In a press release and a subsequent conference call with the Kansas press, Huelskamp declared that "Obamacare" is bad for the economy, deters small business from growing, raids Medicare, represents a federal power grab, and undermines personal freedom and religious liberty.
He and the other members of Kansas' all-Republican delegation in Washington pledged to continue the fight to repeal the law.
The health care law debate won't be limited to the presidential campaign or congressional battles.
The Kansas chapter for the conservative Americans for Prosperity issued a statement Thursday that the fight over health care isn't over.
The state Senate thwarted efforts to put a Kansas Health Care Freedom Amendment on the ballot in November, reminded Americans for Prosperity. Conservatives in the House approved it, but maneuvers in the Senate blocked it.
Americans for Prosperity promised to educate Kansans about which senators helped to keep the amendment off the ballot.
In this region, Sens. Steve Morris, R-Hugoton; Carolyn McGinn, R-Sedgwick; Jay Emler, R-Lindsborg; Ruth Teichman, R-Stafford; and Allen Schmidt, D-Hays, cast ballots making them vulnerable to attack from critics of the national health care act.

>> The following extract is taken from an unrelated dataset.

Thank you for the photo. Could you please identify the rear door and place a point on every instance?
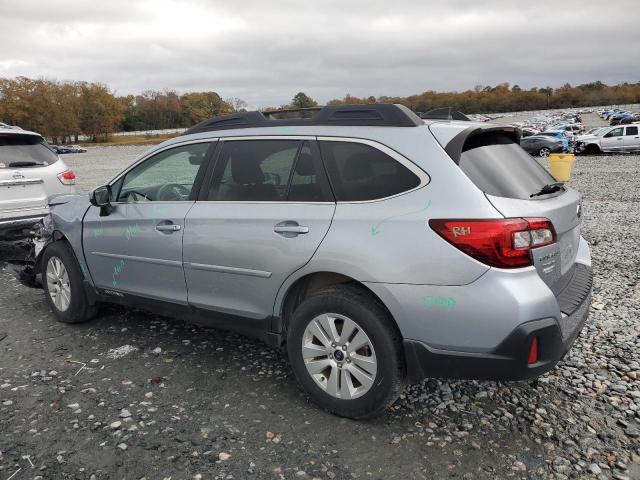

Those senators are all facing opponents this election year from candidates with more conservative positions.
Maybe Republicans think health care will be a better campaign issue for them than the Brownback administration's record, which is "miserable," said Kansas Democratic Party Chairman Joan Wagnon.
But Wagnon thinks some parts of the Affordable Care Act in effect -- allowing adult children on their parents' insurance; closing the "doughnut hole" or coverage gap for certain seniors; or removing hurdles for people with pre-existing medical conditions -- have proven popular with the public.
The Brownback administration returned a $31 million federal grant to create a health insurance exchange and now that the Affordable Care Act has been upheld, "they've really put themselves in a box," Wagnon added.